En trois ans d’existence, 180 centres créés, aucun agrément d'assureurs, mais une pratique commerciale extrêmement consumériste, une jeune enseigne de réparation et de remplacement de pare-brise a réussi l’exploit de susciter l’ire généralisée des assureurs et de ses principaux concurrents. Rapid’Pare Brise défraie la chronique et l’affaire prend, depuis peu, une ampleur inquiétante. Dans un marché déjà structurellement à la baisse où les volumes chutent, chaque année, d’environ 5% pour se situer autour de 2,2 millions interventions annuelles et 900 M€ de chiffre d'affaires, Rapid’Pare Brise s’est imposé à la faveur d’un fonctionnement commercial particulièrement… offensif.

Franchise offerte et somptueux cadeaux...

En effet, l’enseigne offre aux clients le montant de la franchise dont ils auraient dû s'acquitter, ou un somptueux cadeau, telle une tablette numérique Samsung d’une valeur de 99 € TTC. Succès garanti : avec environ 40 M€ de chiffre d’affaires dégagés en 2015 et 70 nouvelles ouvertures de centres prévues en 2016, l’entreprise dirigée par David Vrel et présidée par Louis Timur figure déjà en 4e position sur le marché derrière Carglass, France Pare-Brise et Mondial Pare Brise, avec 5% de part de marché.

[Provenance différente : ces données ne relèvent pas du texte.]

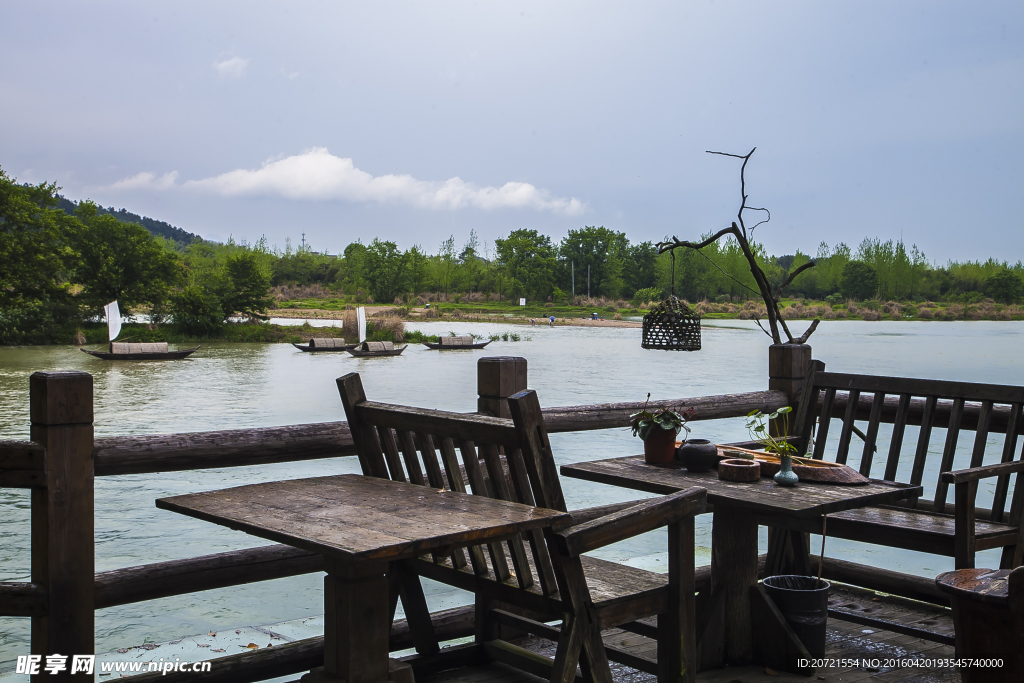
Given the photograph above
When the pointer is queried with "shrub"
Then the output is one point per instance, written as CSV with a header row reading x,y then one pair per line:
x,y
196,311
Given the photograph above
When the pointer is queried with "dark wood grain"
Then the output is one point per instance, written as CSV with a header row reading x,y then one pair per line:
x,y
62,526
356,518
160,580
763,496
22,599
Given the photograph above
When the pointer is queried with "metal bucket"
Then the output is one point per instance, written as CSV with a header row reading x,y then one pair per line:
x,y
804,603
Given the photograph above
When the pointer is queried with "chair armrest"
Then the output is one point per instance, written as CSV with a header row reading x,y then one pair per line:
x,y
983,472
632,521
589,514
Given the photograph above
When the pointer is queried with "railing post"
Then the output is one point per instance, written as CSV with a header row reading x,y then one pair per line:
x,y
62,542
498,378
787,369
787,551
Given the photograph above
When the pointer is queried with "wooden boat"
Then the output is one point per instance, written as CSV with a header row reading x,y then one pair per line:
x,y
371,349
325,344
150,351
450,343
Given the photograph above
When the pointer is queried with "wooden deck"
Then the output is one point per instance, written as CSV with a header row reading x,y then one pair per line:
x,y
846,640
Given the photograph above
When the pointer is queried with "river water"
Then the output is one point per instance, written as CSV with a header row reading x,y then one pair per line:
x,y
228,386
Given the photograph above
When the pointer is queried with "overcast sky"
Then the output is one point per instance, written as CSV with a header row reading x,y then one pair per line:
x,y
416,121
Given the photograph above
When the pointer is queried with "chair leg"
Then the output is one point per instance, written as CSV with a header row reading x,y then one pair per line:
x,y
581,624
677,628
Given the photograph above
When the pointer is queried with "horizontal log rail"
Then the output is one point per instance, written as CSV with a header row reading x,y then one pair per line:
x,y
22,599
161,580
236,447
1000,414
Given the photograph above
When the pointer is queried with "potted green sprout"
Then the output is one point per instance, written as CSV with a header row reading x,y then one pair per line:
x,y
758,426
658,429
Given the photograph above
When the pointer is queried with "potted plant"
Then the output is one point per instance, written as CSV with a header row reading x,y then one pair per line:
x,y
758,426
658,430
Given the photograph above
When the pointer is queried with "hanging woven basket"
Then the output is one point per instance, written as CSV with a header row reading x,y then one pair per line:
x,y
672,326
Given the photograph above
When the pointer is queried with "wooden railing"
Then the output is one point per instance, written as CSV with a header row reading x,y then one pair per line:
x,y
62,458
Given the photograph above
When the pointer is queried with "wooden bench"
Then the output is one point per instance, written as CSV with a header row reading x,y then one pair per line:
x,y
957,529
534,580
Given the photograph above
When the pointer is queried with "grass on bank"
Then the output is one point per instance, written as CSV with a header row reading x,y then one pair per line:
x,y
981,309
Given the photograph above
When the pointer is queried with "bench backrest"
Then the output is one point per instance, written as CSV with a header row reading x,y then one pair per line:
x,y
147,347
327,342
500,458
956,407
456,341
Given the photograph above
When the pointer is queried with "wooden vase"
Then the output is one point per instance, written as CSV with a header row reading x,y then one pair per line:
x,y
659,446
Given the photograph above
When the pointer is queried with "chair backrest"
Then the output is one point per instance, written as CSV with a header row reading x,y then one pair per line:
x,y
499,458
956,407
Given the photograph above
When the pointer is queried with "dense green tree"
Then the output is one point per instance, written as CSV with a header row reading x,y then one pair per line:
x,y
859,281
599,250
1005,287
197,311
638,268
121,262
35,259
385,267
248,291
526,259
353,267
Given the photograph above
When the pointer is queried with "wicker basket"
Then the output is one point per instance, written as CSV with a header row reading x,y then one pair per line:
x,y
672,326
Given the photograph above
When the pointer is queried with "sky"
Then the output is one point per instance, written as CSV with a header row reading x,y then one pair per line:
x,y
413,121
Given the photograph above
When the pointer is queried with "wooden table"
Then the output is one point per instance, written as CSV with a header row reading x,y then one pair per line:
x,y
728,635
360,524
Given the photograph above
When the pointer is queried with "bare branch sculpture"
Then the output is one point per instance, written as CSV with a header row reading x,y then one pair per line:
x,y
740,232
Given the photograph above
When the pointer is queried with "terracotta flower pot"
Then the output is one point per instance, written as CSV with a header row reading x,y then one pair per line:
x,y
659,446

Des parts de marché « gagnées sur notre dos ! », s'étrangle un directeur de mutuelle. Comment ? En opérant une double facturation qui fait supporter la franchise ou l’offre promotionnelle… aux assureurs, qui deviennent malgré eux co-financeurs d’un système qu’ils réprouvent ! « Plusieurs enseignes locales et certains concessionnaires de marque remboursent déjà la franchise, en prenant sur leur marge ce geste commercial. Rapid’Pare-Brise procède autrement en ne mentionnant pas dans la première facture qui nous est envoyée, le montant des remises consenties », confie le directeur indemnisation d’une autre mutuelle d’assurance

L’enseigne effectue, en effet, un avoir sur facture à postériori. « Cela sous-tend presque une connivence entre l’enseigne et le client pour arnaquer l’assureur. Surtout, c’est nous qui supportons l’offre promotionnelle car elle n'est possible que par des tarifs pratiqués qui sont nettement supérieurs à la moyenne du marché. Donc la publicité est trompeuse, ils n’offrent pas la franchise ! Ils nous la font offrir... », ajoute-t-il.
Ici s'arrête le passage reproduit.